Systemd execute command after start limit reached

systemd

I've been working on a systemd service to wrap an administration script and I'm trying to gracefully handle it completely breaking.

Right now I have Restart set to always so it will try again when something fails, but some failure states require attention (missing config file, bad SQL, etc), so I don't want it continuously spinning in the background in an uncorrectable state.

I found StartLimitInterval, StartLimitBurst, and StartLimitAction, which stops trying to restart it after X failures in Y seconds, but it turns out that the only actions available for StartLimitAction are rebooting or shutting down the machine, which is a little overkill.
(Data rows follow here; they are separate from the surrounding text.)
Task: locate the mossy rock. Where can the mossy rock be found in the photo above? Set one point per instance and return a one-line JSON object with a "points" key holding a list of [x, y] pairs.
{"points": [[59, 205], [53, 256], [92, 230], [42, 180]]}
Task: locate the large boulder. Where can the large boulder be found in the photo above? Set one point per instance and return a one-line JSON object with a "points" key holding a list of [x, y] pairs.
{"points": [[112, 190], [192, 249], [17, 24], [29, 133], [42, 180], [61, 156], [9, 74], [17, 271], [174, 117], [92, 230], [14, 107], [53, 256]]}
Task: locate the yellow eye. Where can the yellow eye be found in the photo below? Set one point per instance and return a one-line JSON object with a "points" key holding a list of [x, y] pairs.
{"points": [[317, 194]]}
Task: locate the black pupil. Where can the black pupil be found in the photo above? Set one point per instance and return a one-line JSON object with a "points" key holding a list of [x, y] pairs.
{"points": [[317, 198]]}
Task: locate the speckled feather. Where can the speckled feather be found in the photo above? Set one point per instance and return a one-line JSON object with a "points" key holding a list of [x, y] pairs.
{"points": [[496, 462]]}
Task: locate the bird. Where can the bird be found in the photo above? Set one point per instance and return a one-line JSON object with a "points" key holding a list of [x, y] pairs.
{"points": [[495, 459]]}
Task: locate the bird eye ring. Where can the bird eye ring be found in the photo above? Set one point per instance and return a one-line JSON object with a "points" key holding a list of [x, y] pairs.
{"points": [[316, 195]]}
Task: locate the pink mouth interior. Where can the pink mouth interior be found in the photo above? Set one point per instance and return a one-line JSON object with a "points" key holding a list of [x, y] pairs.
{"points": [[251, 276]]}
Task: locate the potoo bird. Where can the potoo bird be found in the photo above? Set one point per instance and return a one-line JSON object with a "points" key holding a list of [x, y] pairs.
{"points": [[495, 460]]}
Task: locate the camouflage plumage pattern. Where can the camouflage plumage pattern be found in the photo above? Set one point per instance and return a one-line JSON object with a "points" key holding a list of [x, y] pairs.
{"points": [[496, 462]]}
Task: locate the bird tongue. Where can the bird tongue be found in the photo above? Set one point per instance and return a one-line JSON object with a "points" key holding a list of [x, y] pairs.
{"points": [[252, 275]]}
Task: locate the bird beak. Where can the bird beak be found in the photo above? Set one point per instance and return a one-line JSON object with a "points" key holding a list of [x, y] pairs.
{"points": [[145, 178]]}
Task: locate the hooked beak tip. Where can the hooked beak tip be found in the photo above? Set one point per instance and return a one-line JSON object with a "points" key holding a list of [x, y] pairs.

I've been looking at OnFailure and wrote a mini service to send an alert email when it's triggered, but OnFailure triggers every time the service dies, not when it hits the start limit, so we get a bunch of emails instead of just one.

Any ideas of what to try next?

Best Answer

From the systemd.unit man page:

OnFailure=

A space-separated list of one or more units that are activated when this unit enters the "failed" state. A service unit using Restart= enters the failed state only after the start limits are reached.

However the second sentence appears to be a new constraint, as it is in the manual for version 241 of systemd on my Arch installations, but not in version 219 on my CentOS 7 installation.

You can check your systemd version with systemctl --version

I know it's an old question but just wanted to share for anyone else who has the same problem.